Elected officials teamed up to complete the assembly of the first road header, the machine that will excavate the downtown tunnel and stations. Each placed a steel tooth on to the cutting drum as a symbol of the cooperation between the three levels of government in delivering this city-transforming project.
"We are proud to collaborate with the provincial and municipal governments on this important project," said Royal Galipeau, member of Parliament for Ottaway- Orléans "The Confederation Line will make commuting more convenient and will reduce traffic congestion and air pollution, resulting in improved quality of life for families in the area."
"The Confederation Line is the backbone of our future transportation network," said Ottawa Mayor Jim Watson. "I'm pleased we have reached this important milestone on our way to removing the bottleneck of buses in the downtown core."

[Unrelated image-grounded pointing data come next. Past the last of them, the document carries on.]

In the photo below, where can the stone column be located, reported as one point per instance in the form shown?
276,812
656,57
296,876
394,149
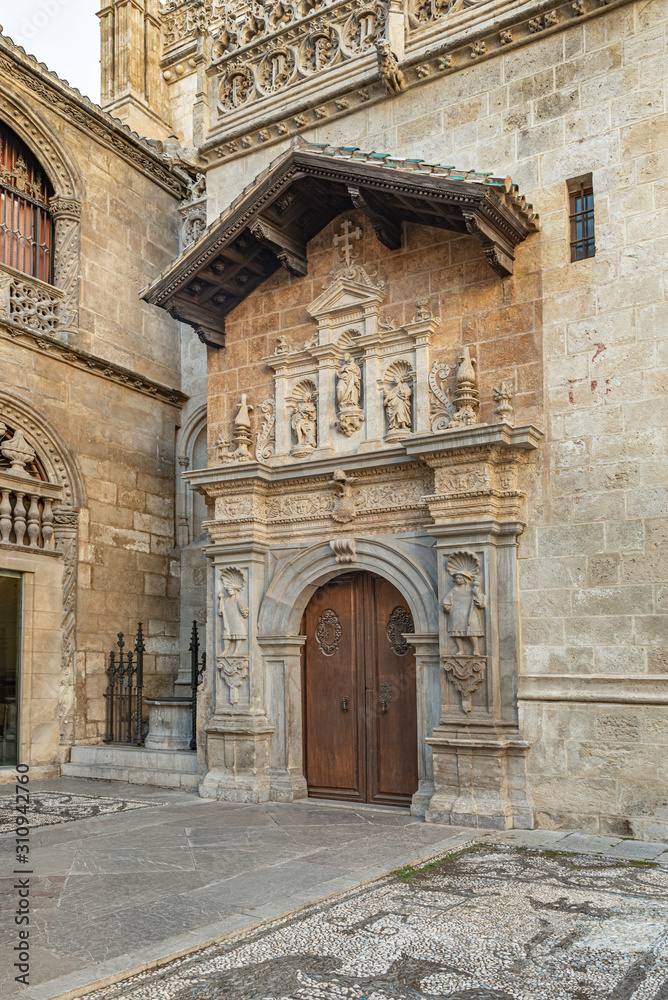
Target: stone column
238,731
282,670
479,764
427,669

The Confederation Line is a CA$2.1-billion (US$2-million) project that is jointly funded by the Canadian government, the province of Ontario and the city of Ottawa.
This project is the first stage in Ottawa's future rail network. The 12.5-kilometer (7.7-mile) electric light-rail system replaces existing diesel powered buses, providing rapid transit between Blair Station in the east and Tunney's Pasture in the west. The route includes 13 stations and a 2.5-kilometer (1.5-mile) tunnel that will alleviate congestion through the downtown core.